Although free trade opponents are raising concerns that the export of US natural gas resources would raise domestic prices and cripple gas-dependent manufacturing industries, in fact cumulative exports would amount to only slightly more than 1 percent of total estimated natural gas resources between now and 2035. That’s the point made by the American Petroleum Institute in a recent broadside and supported by figures from various energy analysts.
The graph above shows the estimates of United States gas reserves as calculated by the Energy Information Administration, a government agency, and ICF International, a private consulting firm in northern Virginia. Shale gas resources are represented in blue and total reserves in red. To the right, represented in green, are projections for US consumption and exports totaled over the 20-year period of 2015 to 2035. All are measured in trillions of cubic feet.
As can be seen, US consumption is dwarfed by reserves and exports barely show up on the graph. IEA’s projections are much lower than ICF’s but even then US consumption about matches projected shale resources while exports represent less than 10 percent of domestic consumption. The implication is that exporting gas will not have much impact on domestic prices.
The chemical industry and Dow Chemical in particular have opposed gas exports on the grounds that consumption should be saved for domestic use and exports only serve the oil industry. It would be interesting to see how the industry would react if Congress decided to ban banned the export of chemical products on the same grounds. In fact gas exports would not only enrich American workers and industries but would strengthen other countries as well. Japan is currently suffering a manufacturing meltdown as it closes reactors and pays triple the US price for imported natural gas.
Of course much of this gas can only be accessed at higher costs and will stay in the ground unless prices rise. But technologies are always improving and costs will come down as well.

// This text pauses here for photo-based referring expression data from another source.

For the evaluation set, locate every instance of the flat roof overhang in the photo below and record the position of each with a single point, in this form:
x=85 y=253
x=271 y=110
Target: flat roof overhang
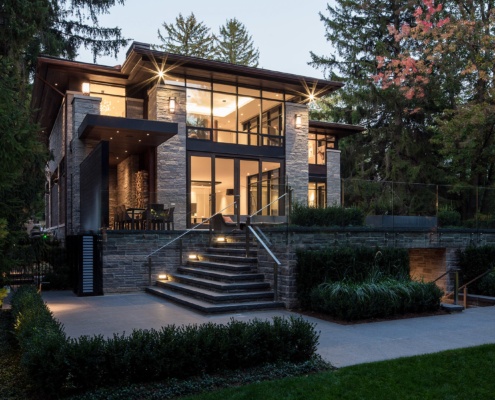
x=126 y=136
x=55 y=76
x=334 y=128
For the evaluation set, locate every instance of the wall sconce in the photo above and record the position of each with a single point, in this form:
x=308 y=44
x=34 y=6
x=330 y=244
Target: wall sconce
x=171 y=105
x=86 y=88
x=298 y=121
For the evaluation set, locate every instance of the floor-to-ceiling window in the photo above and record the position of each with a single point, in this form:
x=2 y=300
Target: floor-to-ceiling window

In any case, if the US does not act other countries will. Australia has just discovered huge gas reserves in the Outback and already has an export infrastructure. Russia has Europe in a stranglehold and is mapping out a plan to pipe Siberian gas to the Pacific Rim. It would be interesting if the former Soviet Union should end up being the major supplier of the world market while the US plays a Stalinistic game of “capitalism in one country” with its ample gas supplies.